Randy Watson Posted November 8, 2004 Posted November 8, 2004 I've seen some articles indicating that the written agreement required under the new regulations must be entered into prior to the issuance of an updated SPD or SMM due to the specific information required to be disclosed to the participants. I've reviewed the disclosure portion of the regulations and found nothing that would suggest or require the written agreement to be executed prior to the issuance of the SPD or SMM (or even require the IRA provider to be selected at that point in time). In general, the regs state that the SPD or SMM must include an explanation that the rollover will be invested in an investment product designed to preserve principal (etc...); include a statement on how the fees will be allocated; provide the name and address of a contact so that more information regarding the automatic rollover rules, the IRA provider and the fees can be obtained.
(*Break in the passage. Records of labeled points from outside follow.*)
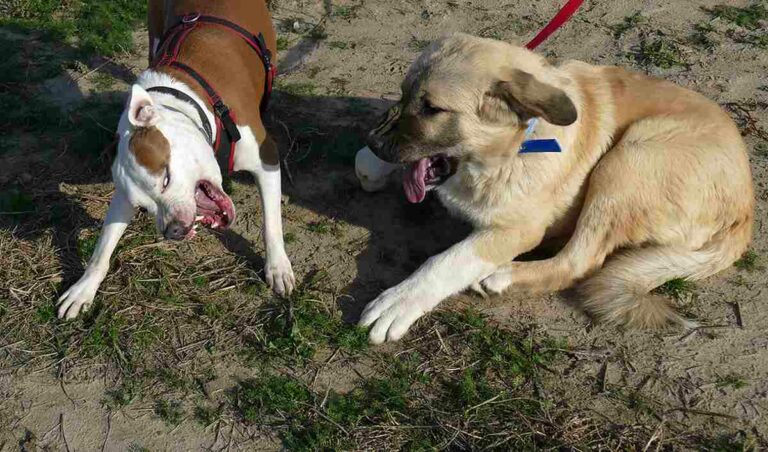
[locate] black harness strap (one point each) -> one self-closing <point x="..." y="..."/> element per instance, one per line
<point x="182" y="96"/>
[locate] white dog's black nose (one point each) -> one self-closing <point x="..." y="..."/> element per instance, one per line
<point x="176" y="231"/>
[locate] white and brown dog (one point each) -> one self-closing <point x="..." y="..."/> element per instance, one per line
<point x="646" y="180"/>
<point x="211" y="61"/>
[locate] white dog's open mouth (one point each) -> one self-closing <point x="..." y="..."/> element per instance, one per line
<point x="426" y="174"/>
<point x="214" y="207"/>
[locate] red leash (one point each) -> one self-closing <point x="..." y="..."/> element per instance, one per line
<point x="557" y="22"/>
Does anyone know why these articles are stating that the written agreement must be executed prior to providing the SPD or SMM? Granted, having the agreement in place prior to the disclosure would make things easier. Does anyone have an opinion on this?
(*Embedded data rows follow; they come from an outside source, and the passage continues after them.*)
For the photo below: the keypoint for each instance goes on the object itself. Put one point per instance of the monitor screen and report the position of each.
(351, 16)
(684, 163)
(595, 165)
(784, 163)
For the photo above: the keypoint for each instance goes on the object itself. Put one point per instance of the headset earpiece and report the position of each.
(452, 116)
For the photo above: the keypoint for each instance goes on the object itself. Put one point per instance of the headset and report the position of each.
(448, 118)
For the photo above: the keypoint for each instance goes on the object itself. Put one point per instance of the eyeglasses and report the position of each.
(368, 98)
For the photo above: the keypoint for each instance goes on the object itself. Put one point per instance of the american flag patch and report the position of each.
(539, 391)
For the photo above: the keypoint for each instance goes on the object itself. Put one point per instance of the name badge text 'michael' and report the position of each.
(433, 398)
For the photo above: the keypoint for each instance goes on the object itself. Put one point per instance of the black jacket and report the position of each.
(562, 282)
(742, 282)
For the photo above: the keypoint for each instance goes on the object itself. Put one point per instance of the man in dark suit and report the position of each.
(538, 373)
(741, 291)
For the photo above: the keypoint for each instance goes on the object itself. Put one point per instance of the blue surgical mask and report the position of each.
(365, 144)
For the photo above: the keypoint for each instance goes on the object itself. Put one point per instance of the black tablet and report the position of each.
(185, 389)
Guest hyper Posted November 9, 2004 Posted November 9, 2004 Randy: As you say, you must provide the participant with the individual retirement plan provider and the fees and expenses attendant to the individual retirement plan. How will you know who the provider will be and what the fees will be unless you have an agreement in place ?
Randy Watson Posted November 9, 2004 Author Posted November 9, 2004 I'm not so sure an agreement needs to be in place prior to issuing the SPD or SMM. If you read closely, the regulations only require that you provide pretty general information in the SPD or SMM. For example, the SPD or SMM must inform the participant that amounts will be "invested in an investment product designed to preserve principal..." or "the extent to which expenses will be borne by the account holder alone or shared with the distributing plan or plan sponsor." The specific information is not required to be disclosed unless the participant requests it from the contact listed in the SPD. So theoretically, I can furnish the SPD or SMM with the general information prior to executing an agreement because I do not have to provide any detailed information until an automatic rollover is made. Here are a couple of my concerns. If I need to put detailed information in the SPD then I'll need to issue an new SPD or SMM everytime we use a new IRA provider. Also, would we really have one agreement in place that is enforceable by every single participant involved in an automatic rollover? It seems to me like we would execute an agreement for each participant.
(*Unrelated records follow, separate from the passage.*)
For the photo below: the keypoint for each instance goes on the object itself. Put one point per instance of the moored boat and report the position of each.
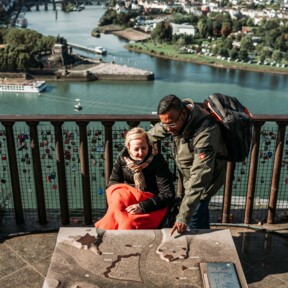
(100, 50)
(21, 86)
(21, 23)
(78, 105)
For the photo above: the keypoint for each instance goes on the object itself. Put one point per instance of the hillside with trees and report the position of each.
(19, 49)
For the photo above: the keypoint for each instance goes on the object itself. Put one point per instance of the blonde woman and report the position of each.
(140, 188)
Guest hyper Posted November 11, 2004 Posted November 11, 2004 Randy: I interpret 2550.404a-2©(4) to require that the fees be in the SPD. This section begins by stating - Participants have been furnished a SPD or SMM that describes ... The very last portion of this section says - the individual retirement plan provider and the fees and expenses attendant to the individual retirement plan. If revising the SPD is a big problem maybe you could but the IRA provider language in an attachment to the SPD. This way only the attachment would need updated if you change IRA providers or the fees change. I do not invision plans having more than one IRA provider agreement. The automatic rollover will only come into play if the participant does not contact you and request a distribution. If the participant provides instructions for the distribution, regardless of the amount of his/her account, the plan would follow the instructions provided.